An exciting series is happening each week in May at Ragtag Cinema. Thanks to the support of our friends at Landmark Bank, May is officially Doc Month at Ragtag, featuring the theatrical releases of five compelling new documentaries. The series includes three T/F 2014 selections returning to CoMo, a portrait of a fascinating artist and a film from our very own T/F co-conspirator David Wilson!
Let’s take a look at the films:
Opening May 2: We Always Lie to Strangers
David Wilson, a founder of Ragtag and True/False, and AJ Schnack, a Mizzou graduate and True/False alum (Kurt Cobain About a Son, T/F 2007amp;) co-direct this fascinating, tender documentary portrait of Branson, Missouri. Located in the Ozarks, Branson hosts more than 7.5 million tourists a year, but its population barely numbers 10,500. As they follow four different families over the course of five years, Wilson and Schnack offer a nuanced look at the city as its residents grapple with economic uncertainty and social change. “Elegant. The filmmakers’ biographical ties to the region, though never explicitly spelled out, show through in a deep-rooted mood of chivalry, the kind of bittersweet, affectionate tone one associates with home. ” (Leah Churner, Reverse Shot) Opening night 5pm screening only will include a special musical performance from the Lennon Family, who are featured in the film.

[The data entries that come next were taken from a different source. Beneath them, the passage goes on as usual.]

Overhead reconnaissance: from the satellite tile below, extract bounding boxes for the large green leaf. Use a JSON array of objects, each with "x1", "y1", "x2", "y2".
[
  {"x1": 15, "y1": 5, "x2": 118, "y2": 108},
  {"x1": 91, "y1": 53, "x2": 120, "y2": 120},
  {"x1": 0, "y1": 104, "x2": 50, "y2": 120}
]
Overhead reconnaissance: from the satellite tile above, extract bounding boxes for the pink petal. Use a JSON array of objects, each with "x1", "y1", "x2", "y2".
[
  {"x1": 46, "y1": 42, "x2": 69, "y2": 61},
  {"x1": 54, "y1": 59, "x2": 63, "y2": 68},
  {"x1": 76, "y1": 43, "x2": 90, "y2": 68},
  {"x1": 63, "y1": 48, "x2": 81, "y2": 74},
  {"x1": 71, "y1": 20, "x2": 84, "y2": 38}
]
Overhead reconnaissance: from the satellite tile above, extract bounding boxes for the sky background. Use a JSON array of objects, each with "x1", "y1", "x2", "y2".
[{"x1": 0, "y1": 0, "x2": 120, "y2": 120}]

Opening May 9: Particle Fever (T/F 2014)
You could hear the cry go out last October when two physicists were given the Nobel Prize for discovering the Higgs boson: “Would someone please explain?!” Fortunately, physicist-turned-filmmaker Mark Levinson had trained his cameras on the Large Hadron Collider since its opening, awaiting this moment. The LHC is the largest science experiment in history: a 17-mile-long tunnel on the French-Swiss border with immense data collection systems, designed and operated with 10,000 scientists and engineers from 150 countries, in hopes of replicating the instant after the Big Bang in order to see what we can learn about the atom—and life itself. “Particle Fever is that rare, exhilarating science doc that’s neither dumbed down nor drabbed up.” (Joshua Rothkopf, Time Out New York)

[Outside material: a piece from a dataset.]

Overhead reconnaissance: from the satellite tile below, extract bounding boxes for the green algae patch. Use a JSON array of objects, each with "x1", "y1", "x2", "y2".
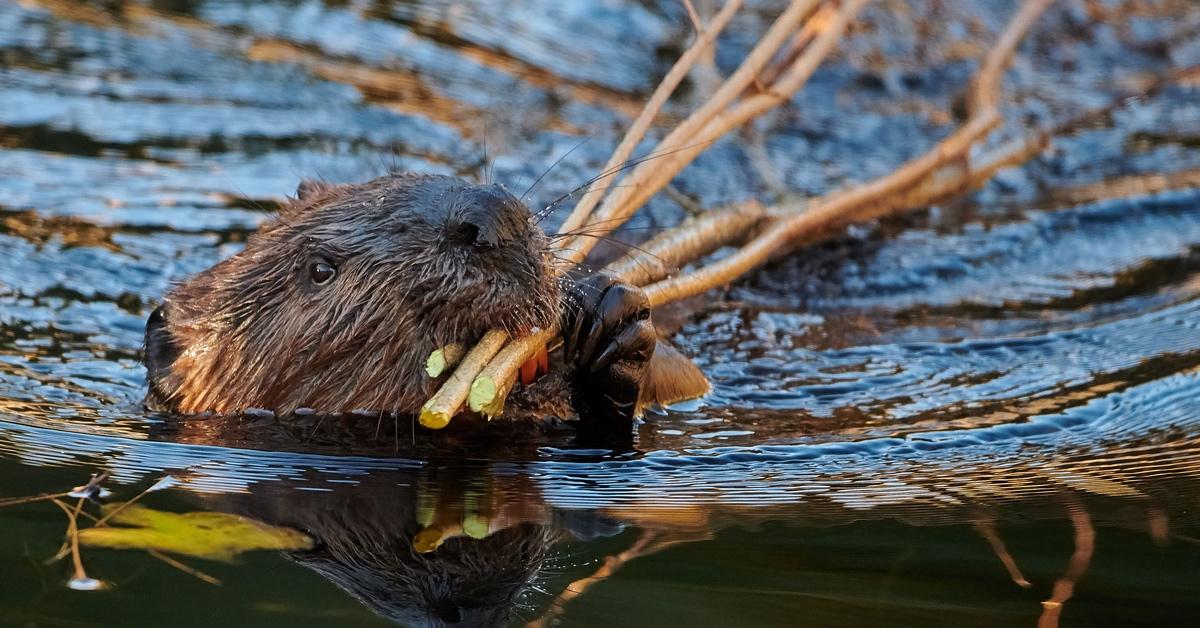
[{"x1": 79, "y1": 504, "x2": 313, "y2": 562}]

Opening May 16: Finding Vivian Maier
In 2007, young Chicago historian John Maloof attended a storage unit auction and bid $400 on a box of photographs and negatives. Never publicly displayed, they were the work of a mysterious nanny named Vivian Maier, who secretly took over 100,000 photographs during her lifetime. Maier is now regarded as one of history’s greatest street photographers. In Maloof’s riveting documentary, he uncovers the strange, fascinating backstory by interviewing those who knew Maier. “More connect-the-dots detective thriller than traditional doc, John Maloof and Charlie Siskel’s revelatory riddle of a film unmasks a brilliant photographer.” (Chris Nashawaty, Entertainment Weekly)
Opening May 23: The Unknown Known (T/F 2014)
“All generalizations are false. Including this one.” So runs the central paradox in the body of wisdom known as “Rumsfeld’s Rules.” The secretary of defense under Gerald Ford (he was appointed at age 33) and George W. Bush, Donald Rumsfeld claims his rules guided the policies he championed, including launching wars against Afghanistan and Iraq. Oscar-winning director Errol Morris offers up history through the prism of the Rumsfeld Doctrine, but this is more an inquiry into the philosophy of language than an unpacking of historical fact. “A cat-and-mouse game in which each player thinks he’s the cat, making it both thrilling and disconcerting to watch.” (AO Scott, The New York Times)
Opening May 30: Jodorowsky’s Dune (T/F 2014)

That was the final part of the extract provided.